Hugh was not completely reassured, but watched as the vehicle drew away from him and became progressively harder to see. It was managing to turn, slowly, so steering as well as drive seemed to be working.
For several minutes it was almost out of sight and changing direction; its radius of turn was at least fifty meters. At last it seemed to be heading back toward him, and he called Miriam. She acknowledged, and the mole grew clearer until he could see the motion of its diggers.
“Up a bit. Either you went down or I went up.” He held his breath until he could see that vertical steering was also still working.

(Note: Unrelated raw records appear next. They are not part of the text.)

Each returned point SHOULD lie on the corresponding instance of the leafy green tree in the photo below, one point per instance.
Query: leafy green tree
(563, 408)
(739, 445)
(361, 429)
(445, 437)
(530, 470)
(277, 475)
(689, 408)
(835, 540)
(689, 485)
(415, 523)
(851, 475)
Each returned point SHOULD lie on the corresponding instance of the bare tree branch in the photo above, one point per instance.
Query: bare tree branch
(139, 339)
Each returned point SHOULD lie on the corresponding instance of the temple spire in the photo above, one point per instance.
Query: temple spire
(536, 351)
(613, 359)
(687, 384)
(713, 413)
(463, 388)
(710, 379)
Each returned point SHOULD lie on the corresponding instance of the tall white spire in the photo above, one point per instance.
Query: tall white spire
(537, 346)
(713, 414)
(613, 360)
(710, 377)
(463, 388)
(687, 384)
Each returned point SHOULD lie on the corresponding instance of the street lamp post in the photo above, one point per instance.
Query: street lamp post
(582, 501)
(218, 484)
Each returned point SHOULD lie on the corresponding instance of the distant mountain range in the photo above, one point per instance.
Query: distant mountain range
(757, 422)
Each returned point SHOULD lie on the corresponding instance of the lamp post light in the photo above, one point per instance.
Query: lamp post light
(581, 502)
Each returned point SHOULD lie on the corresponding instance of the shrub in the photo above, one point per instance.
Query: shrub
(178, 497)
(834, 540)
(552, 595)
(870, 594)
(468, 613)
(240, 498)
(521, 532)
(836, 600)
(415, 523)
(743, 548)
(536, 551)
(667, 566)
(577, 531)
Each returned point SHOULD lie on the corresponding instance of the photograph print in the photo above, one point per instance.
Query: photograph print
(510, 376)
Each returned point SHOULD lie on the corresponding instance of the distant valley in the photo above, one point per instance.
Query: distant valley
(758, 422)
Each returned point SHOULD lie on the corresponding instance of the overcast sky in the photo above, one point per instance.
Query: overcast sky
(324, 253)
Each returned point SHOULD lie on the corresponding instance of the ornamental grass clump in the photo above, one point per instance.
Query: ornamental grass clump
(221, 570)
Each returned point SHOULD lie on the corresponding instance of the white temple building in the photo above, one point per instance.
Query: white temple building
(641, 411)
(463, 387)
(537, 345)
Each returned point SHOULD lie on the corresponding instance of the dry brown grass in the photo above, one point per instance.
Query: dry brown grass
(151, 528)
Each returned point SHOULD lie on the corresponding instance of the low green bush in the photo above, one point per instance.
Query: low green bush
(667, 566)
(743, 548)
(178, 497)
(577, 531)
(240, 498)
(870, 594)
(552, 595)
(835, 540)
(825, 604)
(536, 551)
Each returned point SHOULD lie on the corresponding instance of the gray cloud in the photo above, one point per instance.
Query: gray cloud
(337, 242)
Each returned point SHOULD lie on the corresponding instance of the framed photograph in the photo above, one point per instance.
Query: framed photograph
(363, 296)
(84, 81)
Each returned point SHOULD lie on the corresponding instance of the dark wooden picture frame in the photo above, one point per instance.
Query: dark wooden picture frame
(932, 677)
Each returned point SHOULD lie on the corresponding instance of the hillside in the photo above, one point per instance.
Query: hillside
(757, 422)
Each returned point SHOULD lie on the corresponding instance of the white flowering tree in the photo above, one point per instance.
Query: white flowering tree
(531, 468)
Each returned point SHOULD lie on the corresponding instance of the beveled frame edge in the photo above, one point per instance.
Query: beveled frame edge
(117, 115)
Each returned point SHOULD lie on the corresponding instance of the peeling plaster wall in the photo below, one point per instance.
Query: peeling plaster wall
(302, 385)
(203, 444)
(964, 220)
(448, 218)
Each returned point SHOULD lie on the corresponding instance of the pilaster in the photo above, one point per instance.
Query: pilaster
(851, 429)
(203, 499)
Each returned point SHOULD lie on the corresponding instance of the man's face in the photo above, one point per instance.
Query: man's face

“You’re coming right at me now. Stand by a moment- I’ll have to back down my tunnel a bit. I don’t want you to go through me. You should have put a hatch on the front of that thing, too.”
“Ged says he doesn’t see how that’s possible. We’ll go on past, and you can get to the hatch all right.”
Cedar watched the moving blades slash free in emptiness as the mole cut back into its earlier path, and rode on across with the aid of the track-mounted spikes. Hugh had never seen an earthworm, but Falga had creatures which used their setae in the same fashion. The stern of the machine appeared and crossed the tunnel, and the vibrations ceased. A moment later the hatch opened.
“Going to ride, or try the tunnel?” came Barrar’s voice.
“I’ll come with you, if you’re sure there’s room.”
“But the whole idea of your following was for safety,” Miriam objected. “It was so you wouldn’t be trapped in here if anything went wrong.”
“You’re right,” admitted the Erthuma. “And don’t say anything about lightning not striking twice; I know it does. Start on out, if you know which way is out; I’ll come along behind. Ged, have you an emergency procedure to use if that fault plane had cut through your machine instead of a few centimeters behind it?”
“I’m afraid not. Can you think of anything?”
“Sure. Have two moles traveling together. What are the chances of the same plane slicing both of them?”
Barrar made no answer, and the trip was resumed. An hour later the machine emerged, within ten meters of the cliff’s foot, and crawled forward to clear the tunnel opening. Hugh Cedar emerged after it, and moments later Erthuma, Samian, and Habra were looking consideringly at the cliff.
“Do you really think we should have a second, just on the chance of something like that’s happening again?” Barrar asked at length. “After all, what are the chances?”
“What were the chances of the plane’s cutting between your machine and my face?” asked Hugh. “The reason I was tempted to ride with you afterward was that I wasn’t sure my knees would hold me up even in this gravity. I wonder how Rek would have reacted?”
“He’ll never go underground. The thought’s too much for him,” replied Miriam. “I know how he feels, of course, and I’m a bit the same way, but I’ve had practice. I’ve spent a lot of time with Liquid Ocean around me; Solid isn’t that different.”
“You could still get him to try it,” Hugh assured her. “He has a brain, and it would override his emotions if he thought the job were important enough.”
“What would make it important for him, as long as there were crawlers to do it?”
Cedar grinned. “You might use his feelings, too. If he won’t admit to the possibility of such a wild coincidence, tell him he’s thinking like an Erthuma.”
The logic backfired, but not from Rekchellet. Hugh found himself using it on his wife after she heard of the test, and Janice was an Erthuma.